Performance Differences between CDH and CDP
Assess the performance changes this migration can bring. If you are planning to migrate the current Impala workload to Public Cloud, conduct a performance impact analysis to evaluate how this migration will affect you.
IO Performance Considerations
On-prem CDH hosts often have substantial IO hardware attached to support large scan operations on HDFS, potentially providing 10s of GB per seconds of bandwidth with many SSD devices and dedicated interconnects. Due to the transient nature and cost structure of cloud instances, such a model is not practical for primary storage in CDP.
Like many AWS database offerings, HFS in CDP uses EBS volumes for persistence. The EBS gp2 has a bandwidth limit of 250MB/sec/volume. In addition, EBS may be throttled to zero throughput for extended durations if bandwidth exceeds thresholds. Because of these limitations, it is not practical in many cases to rely on direct IO to EBS for performance. EBS is also routed over shared network hardware and may have additional performance limitations due to redundancy.

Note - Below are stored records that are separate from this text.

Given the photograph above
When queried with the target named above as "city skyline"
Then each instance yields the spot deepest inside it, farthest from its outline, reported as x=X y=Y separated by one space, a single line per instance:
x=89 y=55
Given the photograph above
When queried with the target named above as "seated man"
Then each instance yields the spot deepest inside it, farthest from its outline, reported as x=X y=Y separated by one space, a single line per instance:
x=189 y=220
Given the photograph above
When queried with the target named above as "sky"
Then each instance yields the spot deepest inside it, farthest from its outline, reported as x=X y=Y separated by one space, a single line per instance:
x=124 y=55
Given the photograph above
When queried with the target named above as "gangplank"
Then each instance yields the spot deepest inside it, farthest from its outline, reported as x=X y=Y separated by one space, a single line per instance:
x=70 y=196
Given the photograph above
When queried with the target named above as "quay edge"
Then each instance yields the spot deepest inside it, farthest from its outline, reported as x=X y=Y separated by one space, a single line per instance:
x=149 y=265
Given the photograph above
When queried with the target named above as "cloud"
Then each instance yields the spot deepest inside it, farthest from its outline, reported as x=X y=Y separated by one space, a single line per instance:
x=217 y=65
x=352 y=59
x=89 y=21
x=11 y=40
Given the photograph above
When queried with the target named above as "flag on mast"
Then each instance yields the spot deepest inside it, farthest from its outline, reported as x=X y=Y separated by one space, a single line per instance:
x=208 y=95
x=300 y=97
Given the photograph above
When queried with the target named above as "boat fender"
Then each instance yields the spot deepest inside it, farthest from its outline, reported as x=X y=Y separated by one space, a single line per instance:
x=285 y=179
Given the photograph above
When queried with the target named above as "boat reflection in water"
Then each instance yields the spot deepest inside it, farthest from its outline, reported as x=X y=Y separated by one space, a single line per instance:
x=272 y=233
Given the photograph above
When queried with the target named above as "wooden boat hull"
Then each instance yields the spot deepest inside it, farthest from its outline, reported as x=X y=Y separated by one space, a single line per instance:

To mitigate the PC IO bandwidth discrepancy, ephemeral storage is relied on heavily for caching working sets. While this is existing Impala behavior carried over from CDH, the penalty for going to primary storage is much higher so more data must be cached locally to maintain equivalent performance. Since ephemeral storage is also used for spilling of intermediate results, it is import to avoid excess spilling which could compete for bandwidth.